はい、私は地域政策学部という学部で学んでいるのですが、地域の課題を見つけ、それに対してどのようなアプローチができるのか、手法を学んで実践することが中心ですだから、地域活動をするときも、大学生になってからは、大学で新たに学んだことを活かしながらやりたいと思うようになりました。たとえば、「こういうチームの作り方がある」と大学で学んだら、それを実際の地域活動に持ち込んで試してみる。それで力をつける、といった学びと実践の繰り返しに挑戦しています。

-地域活動につながる「知識」を大学で学び、それを自身の活動のなかで「実践」する、そのサイクルが、鹿野さんの地域活動をより充実させている印象を受けました。でも、学業と地域活動の両立をしようとなると難しいことも出てきそうですが、両立するうえで大変なこと頑張っていることはありますか?

大変なことは結構あるのですが、一番は時間のやりくりですね。やっぱり益田に住みながら浜田のキャンパスに通っているので、通学時間が結構かかっていて、何か地域活動をしようというときに、企画会議をしたくても、大人の方と学生の自分の両方にとって都合のいい時間に設定するのがなかなか難しいこともあります。結果、夜遅い時間に会議をすることになって、そうなると次の朝がつらいんですよね。それでも、大学に行くとそこで学んだことは全部、地域活動とつながっているので、やっぱり楽しんです。

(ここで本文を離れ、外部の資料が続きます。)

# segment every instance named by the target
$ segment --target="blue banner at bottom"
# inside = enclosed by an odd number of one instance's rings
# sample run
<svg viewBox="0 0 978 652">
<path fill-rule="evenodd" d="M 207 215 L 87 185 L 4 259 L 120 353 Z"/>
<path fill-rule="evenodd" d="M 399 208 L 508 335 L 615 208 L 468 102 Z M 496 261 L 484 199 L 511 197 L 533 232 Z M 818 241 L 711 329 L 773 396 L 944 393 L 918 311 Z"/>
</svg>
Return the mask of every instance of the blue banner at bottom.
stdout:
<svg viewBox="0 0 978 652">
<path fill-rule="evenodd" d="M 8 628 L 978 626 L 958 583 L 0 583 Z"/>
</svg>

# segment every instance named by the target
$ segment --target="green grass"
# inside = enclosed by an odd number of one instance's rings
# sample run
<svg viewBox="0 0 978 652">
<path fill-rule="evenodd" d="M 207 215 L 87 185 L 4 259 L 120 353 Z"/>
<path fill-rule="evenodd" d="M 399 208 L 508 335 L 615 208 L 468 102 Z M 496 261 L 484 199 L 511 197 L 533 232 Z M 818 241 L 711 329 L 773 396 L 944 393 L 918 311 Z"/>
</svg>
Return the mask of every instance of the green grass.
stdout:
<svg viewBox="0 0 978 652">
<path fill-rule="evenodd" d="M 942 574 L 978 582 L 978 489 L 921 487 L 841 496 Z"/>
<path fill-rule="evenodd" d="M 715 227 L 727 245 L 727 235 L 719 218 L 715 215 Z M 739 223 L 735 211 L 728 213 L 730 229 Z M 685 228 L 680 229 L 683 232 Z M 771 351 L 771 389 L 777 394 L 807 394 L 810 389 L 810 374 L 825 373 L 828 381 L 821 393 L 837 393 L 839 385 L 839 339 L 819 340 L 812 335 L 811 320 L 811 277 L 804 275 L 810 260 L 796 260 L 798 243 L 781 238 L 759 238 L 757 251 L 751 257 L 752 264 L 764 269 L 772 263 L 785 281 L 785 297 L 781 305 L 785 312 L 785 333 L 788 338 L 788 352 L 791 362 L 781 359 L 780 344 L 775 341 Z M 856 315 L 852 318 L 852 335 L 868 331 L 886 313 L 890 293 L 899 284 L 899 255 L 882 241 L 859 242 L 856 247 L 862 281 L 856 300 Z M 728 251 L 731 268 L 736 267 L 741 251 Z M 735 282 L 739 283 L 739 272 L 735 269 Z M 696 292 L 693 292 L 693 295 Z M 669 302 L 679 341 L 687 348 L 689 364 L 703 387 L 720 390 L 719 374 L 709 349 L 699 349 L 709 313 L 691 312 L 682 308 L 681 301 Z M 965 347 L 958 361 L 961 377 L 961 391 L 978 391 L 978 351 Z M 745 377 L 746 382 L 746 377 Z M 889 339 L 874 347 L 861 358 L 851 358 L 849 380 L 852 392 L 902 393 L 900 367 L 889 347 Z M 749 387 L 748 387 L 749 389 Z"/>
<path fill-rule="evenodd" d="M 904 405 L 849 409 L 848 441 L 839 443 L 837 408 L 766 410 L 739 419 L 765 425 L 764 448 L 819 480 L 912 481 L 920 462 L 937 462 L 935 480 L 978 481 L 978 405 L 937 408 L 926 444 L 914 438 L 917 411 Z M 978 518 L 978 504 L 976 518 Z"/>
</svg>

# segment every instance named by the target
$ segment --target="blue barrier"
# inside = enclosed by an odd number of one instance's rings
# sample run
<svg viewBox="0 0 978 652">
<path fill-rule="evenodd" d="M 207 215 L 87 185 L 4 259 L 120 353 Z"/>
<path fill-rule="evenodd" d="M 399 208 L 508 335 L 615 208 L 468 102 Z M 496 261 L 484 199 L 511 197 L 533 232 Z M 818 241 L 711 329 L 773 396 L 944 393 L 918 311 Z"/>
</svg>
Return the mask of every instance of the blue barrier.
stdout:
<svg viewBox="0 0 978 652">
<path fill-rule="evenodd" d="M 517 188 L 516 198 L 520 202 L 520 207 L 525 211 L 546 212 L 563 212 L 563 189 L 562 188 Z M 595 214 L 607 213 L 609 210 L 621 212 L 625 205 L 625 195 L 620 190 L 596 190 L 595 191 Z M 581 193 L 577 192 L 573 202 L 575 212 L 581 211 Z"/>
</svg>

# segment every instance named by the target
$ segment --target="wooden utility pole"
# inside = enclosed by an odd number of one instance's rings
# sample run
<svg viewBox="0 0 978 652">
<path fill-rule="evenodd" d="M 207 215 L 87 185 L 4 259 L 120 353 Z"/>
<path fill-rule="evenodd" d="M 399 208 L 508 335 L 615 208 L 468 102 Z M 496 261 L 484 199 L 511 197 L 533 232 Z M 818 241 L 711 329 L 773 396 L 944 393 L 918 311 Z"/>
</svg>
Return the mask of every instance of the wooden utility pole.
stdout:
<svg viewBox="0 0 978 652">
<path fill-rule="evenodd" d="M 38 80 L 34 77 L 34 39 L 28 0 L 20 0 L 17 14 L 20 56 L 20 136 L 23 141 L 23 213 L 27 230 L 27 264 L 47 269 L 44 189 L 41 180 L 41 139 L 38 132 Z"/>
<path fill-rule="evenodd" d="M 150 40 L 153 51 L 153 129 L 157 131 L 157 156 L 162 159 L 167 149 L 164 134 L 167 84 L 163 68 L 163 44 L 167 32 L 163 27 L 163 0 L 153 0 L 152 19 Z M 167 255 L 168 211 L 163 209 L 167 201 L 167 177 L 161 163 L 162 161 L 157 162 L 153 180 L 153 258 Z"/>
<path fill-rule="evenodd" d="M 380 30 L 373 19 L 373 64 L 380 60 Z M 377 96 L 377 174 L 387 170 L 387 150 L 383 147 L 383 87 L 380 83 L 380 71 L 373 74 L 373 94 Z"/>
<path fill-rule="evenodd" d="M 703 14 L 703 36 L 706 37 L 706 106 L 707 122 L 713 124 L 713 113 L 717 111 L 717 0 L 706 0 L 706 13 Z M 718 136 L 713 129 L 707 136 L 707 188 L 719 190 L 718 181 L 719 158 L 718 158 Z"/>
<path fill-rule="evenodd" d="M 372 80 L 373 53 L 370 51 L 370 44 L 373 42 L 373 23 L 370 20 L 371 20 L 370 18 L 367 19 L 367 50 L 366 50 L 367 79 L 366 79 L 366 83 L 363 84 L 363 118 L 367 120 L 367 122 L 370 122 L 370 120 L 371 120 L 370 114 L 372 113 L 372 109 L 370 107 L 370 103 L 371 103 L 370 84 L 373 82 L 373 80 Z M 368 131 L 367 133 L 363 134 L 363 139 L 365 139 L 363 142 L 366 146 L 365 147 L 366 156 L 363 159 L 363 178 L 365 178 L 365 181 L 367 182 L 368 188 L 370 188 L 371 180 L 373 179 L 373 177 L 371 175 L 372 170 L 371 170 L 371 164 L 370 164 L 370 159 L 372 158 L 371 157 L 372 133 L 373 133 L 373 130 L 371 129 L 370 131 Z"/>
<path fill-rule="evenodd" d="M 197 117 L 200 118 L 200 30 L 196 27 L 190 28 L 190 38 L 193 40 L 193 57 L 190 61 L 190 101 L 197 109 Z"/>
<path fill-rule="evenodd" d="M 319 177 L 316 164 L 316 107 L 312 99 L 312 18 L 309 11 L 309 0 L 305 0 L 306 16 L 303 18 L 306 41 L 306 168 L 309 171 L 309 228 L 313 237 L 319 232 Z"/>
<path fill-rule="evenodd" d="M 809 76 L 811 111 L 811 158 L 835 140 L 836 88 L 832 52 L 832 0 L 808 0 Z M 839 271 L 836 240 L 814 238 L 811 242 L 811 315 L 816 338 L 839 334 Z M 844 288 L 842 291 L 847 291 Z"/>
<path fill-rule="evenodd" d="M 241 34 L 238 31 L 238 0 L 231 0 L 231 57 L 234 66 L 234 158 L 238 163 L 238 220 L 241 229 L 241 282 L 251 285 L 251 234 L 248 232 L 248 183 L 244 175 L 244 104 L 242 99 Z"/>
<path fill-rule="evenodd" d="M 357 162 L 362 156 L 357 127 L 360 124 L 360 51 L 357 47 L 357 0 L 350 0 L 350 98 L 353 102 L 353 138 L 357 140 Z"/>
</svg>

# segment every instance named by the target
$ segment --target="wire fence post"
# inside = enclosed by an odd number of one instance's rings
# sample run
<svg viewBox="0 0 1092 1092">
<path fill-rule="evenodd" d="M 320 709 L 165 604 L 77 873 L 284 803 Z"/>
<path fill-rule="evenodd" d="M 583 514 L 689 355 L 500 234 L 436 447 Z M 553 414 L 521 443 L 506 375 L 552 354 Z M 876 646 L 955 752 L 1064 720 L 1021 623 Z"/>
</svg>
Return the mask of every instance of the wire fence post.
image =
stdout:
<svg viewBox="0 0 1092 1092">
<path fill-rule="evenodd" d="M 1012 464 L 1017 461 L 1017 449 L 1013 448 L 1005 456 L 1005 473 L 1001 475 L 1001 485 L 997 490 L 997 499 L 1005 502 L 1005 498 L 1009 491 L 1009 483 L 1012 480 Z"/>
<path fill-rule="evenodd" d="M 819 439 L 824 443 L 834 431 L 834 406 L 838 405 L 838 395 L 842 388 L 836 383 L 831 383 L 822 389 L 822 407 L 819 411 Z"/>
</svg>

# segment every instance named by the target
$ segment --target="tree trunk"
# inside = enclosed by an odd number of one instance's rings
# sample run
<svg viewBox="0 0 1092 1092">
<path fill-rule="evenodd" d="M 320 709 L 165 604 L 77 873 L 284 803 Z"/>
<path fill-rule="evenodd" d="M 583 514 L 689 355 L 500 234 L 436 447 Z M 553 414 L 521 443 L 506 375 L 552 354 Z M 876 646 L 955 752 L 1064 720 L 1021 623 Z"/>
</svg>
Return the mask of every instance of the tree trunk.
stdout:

「やらなきゃ」って思うと、ついつい楽しい気持ちを忘れそうになっちゃうんですけど、今は「やりたい」という思いを大事にしたいと思っています。下の世代にもそういう姿を見せたいし、「大変なこともあるけど、自分がやりたいことができるよ、応援してもらえるよ」って、地域活動の楽しさを伝えて、どんどん一緒にやってくれる人を増やしていきたいです。

私が益田にいる理由・地域活動で感謝を届けたい

-これからの活動について、益田市挑戦てみたいことや、継続してやっていきたいことがあれば教えていただけますか?

大学生になってから新たに「MASUDAご飯」という企画に携わるようになりました。益田の大人と、益田出身の大学生が、楽しく食事を囲みながら交流できたらと思って、高校時代の同級生と一緒にやっている企画です。そうした企画をする中で、学生から大人までがもっと関われた方がいいなと、あらためて感じるようになりました。小学生から大人までが、一緒に楽しく話せたり、一緒に何かに取り組んだりできたらなと。私自身が幼少期からそれで世界を広げてもらってきて、今につながっているので。は、どうすれば多様な世代の人たちが楽しく関われるかを考えて、あれこれ策を練っているところです

「第2回 MASUDAご飯」の様子

-これから鹿野さんがどのような仕掛けづくりをしてくるのか、とても楽しみです。応援しています。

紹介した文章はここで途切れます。